Variedad de día de compras

Nos hemos pasado el fin de semana con el sol atenuado y de un inusual tono plomizo aunque al final no se arranca a llorar. Ayer me pasé todo el día de tiendas en mi primera salida de compras navideñas, aunque luego no solucioné nada más que un solo regalo. El resto me lo auto-regalé yo misma, que soy así de espléndida. Tenía una lista de discos pendientes desde hace tiempo, que entre una cosa y otra aun ya tardaba en comprarme. Entre ellos el de Clues. Qué puedo decir de este disco? Un discazo, que no ha parado de sonar en casa, de esos a los que volveré con el tiempo, de los que desde la primera frase te encantan.
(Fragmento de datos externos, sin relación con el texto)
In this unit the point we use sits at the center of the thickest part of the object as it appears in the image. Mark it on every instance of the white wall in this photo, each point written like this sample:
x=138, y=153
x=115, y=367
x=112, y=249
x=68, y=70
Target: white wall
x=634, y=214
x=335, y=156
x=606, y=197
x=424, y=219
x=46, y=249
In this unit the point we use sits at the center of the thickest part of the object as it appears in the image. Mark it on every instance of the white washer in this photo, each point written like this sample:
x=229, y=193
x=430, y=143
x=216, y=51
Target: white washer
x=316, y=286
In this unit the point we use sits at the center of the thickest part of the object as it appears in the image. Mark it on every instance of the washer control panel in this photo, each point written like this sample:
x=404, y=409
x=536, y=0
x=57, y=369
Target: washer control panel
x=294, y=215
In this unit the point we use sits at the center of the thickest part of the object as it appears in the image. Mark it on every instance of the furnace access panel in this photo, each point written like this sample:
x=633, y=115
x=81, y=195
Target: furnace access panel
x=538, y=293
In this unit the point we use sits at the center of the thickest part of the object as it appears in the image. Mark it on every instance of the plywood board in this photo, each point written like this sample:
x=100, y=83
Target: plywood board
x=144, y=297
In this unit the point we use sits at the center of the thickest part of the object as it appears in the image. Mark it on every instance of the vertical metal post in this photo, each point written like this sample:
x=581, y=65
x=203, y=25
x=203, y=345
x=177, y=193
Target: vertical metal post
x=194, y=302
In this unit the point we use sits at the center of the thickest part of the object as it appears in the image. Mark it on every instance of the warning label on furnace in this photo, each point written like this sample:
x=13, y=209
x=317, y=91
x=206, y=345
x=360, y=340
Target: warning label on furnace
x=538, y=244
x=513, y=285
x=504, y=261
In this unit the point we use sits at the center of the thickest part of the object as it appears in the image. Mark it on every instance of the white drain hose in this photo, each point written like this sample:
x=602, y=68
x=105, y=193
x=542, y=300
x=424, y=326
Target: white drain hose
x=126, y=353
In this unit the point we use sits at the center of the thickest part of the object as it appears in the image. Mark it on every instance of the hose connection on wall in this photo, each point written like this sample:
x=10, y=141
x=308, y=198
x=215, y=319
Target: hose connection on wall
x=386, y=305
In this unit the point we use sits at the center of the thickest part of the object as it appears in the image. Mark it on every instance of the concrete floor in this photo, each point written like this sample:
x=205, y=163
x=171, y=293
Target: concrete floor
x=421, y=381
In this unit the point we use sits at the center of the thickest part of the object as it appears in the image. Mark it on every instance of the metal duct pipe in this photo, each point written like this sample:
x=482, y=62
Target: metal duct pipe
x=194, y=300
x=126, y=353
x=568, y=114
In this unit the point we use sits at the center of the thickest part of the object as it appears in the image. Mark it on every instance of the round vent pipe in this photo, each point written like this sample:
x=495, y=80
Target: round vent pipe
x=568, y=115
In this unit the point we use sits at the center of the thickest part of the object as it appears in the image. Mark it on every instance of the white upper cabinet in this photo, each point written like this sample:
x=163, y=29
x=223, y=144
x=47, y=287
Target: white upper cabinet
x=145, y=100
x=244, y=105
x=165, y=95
Our reaching, expecting hands. Searching for what the eyes cannot see. Y ya he entrado en su mundo. Will I be able to feel the difference… when you turn me on and off?

Pero lo mejor del día no fue eso de llegar a casa cargada de discos, sino el no tener ni idea y de repente verte en uno de esos conciertillos molones que se organizan en space 15 twenty. Ahí en su momento ya vimos a fun. (así, con punto al final) que aunque tienen alguna cosa que no me emociona especialmente, en general creo que el debut Aim & Ignite es de los también destacables.
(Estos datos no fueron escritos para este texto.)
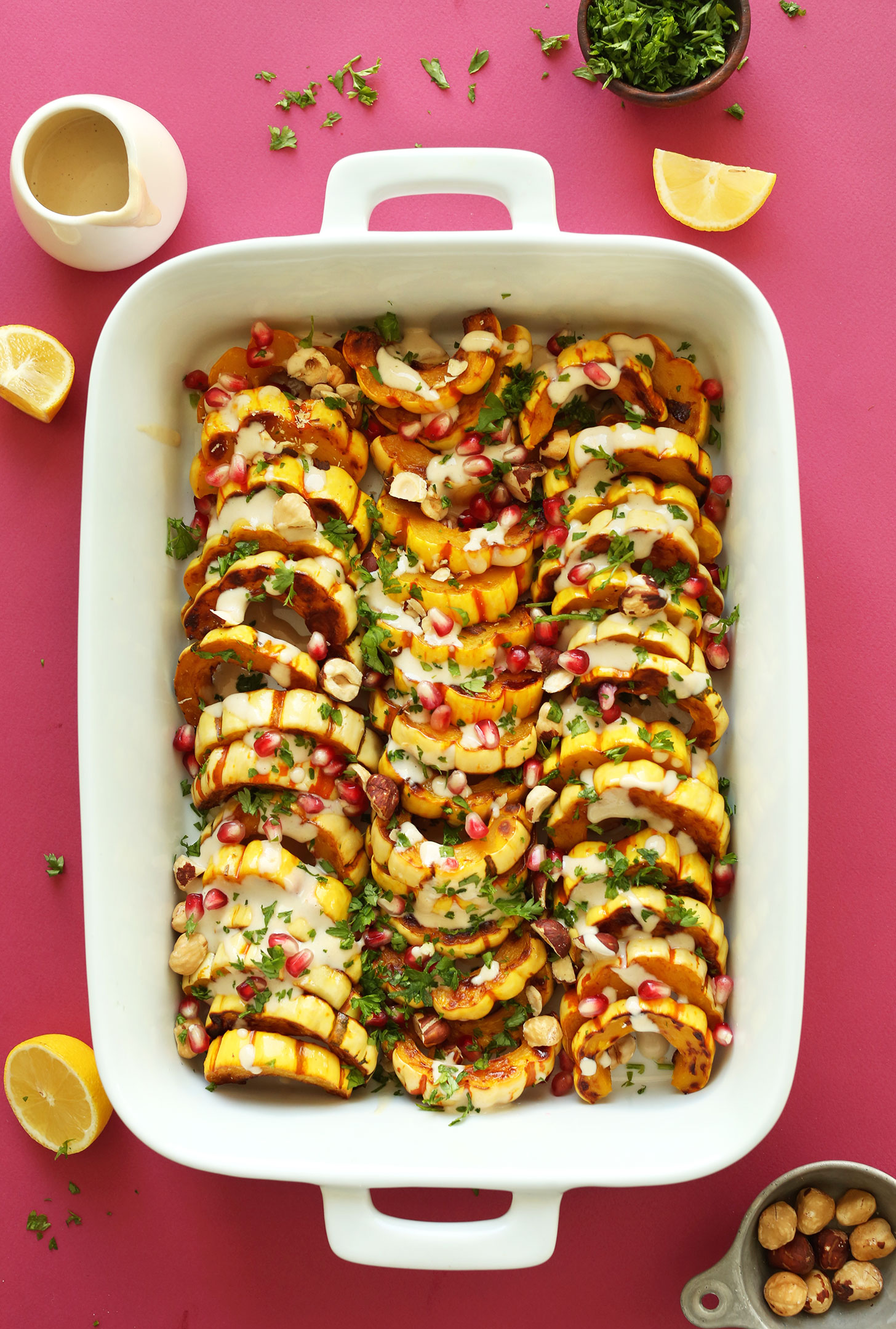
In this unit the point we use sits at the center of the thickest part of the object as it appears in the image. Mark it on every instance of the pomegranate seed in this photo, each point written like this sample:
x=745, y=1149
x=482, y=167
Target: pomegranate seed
x=218, y=476
x=239, y=471
x=439, y=425
x=318, y=646
x=476, y=467
x=441, y=622
x=580, y=573
x=285, y=941
x=598, y=374
x=185, y=739
x=297, y=965
x=518, y=659
x=431, y=694
x=553, y=511
x=268, y=742
x=441, y=720
x=488, y=733
x=722, y=879
x=575, y=662
x=653, y=990
x=350, y=791
x=377, y=938
x=545, y=632
x=197, y=1037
El caso es que el space 15 twenty es una especie de centro que pretende aglutinar cierta actividad cultural, además de incentivar tu vena más derrochadora a base de alguna tienda en la que poder sacar a pasear tu tarjeta de crédito. Y allí estaba yo haciendo eso mismo -aireando mi tarjeta, se entiende- cuando faltaba escasa media hora para el concierto de Girls, un concierto a las 3 de la tarde para celebrar el primer año de vida del centro. Uno de esos unannounced secrets shows que a mi me pilló en el lugar para mi grata sorpresa.


Me gustó mucho ver a Girls así, a plena luz del día, ya les he visto en otras ocasiones pero (claro) siempre en locales y de noche, y creo que el de ayer fue el concierto que mejor sensación me dejó. No se si es que era demasiado pronto para dejarse vencer por ciertas veleidades más típicamente nocturnas o quizás mi sorpresa ante lo inesperado del concierto hizo que mi opinión fuera más benigna, pero ayer por la tarde ofrecieron un muy buen aunque breve concierto. Delicioso, íntimo, desairadamente cuidado, encantadoramente improvisado, tan natural como la pregunta de Owens ¿y ahora cuál tocamos? y la contestación de Chet White a modo de gesto de y a mi que me cuentas.

Es curioso esta gente, les he visto en otras tantas ocasiones ya que llevan moviéndose por aquí desde cuando aun daban gracias por dejarles tocar un par de canciones o ir abriendo a otros (en aquel caso a Los Campesinos!) hasta ahora que cuelgan el sold out en una sala como troubador, contrato con matador mediante en la evolución/crecimiento del grupo. Y siempre me han dejado con la sensación de que tenían grandes canciones pero que en directo no las defendían como estas merecen. Aquello típico del mejor disco que directo. Con el debut del año indiscutible entre manos, llenando locales y con giras europeas (así en plural) ayer se personaron en el centro como con pinta de despistados y de recién levantados (estoy casi convencida de que al menos Owens no debía llevar más de media hora despierto) y entre la gente ya esperando prepararon ellos mismos sus asuntos -es decir sus pedales, sus cables y demás- en aquellos escalones a los que llamar escenario resulta demasiado pretencioso.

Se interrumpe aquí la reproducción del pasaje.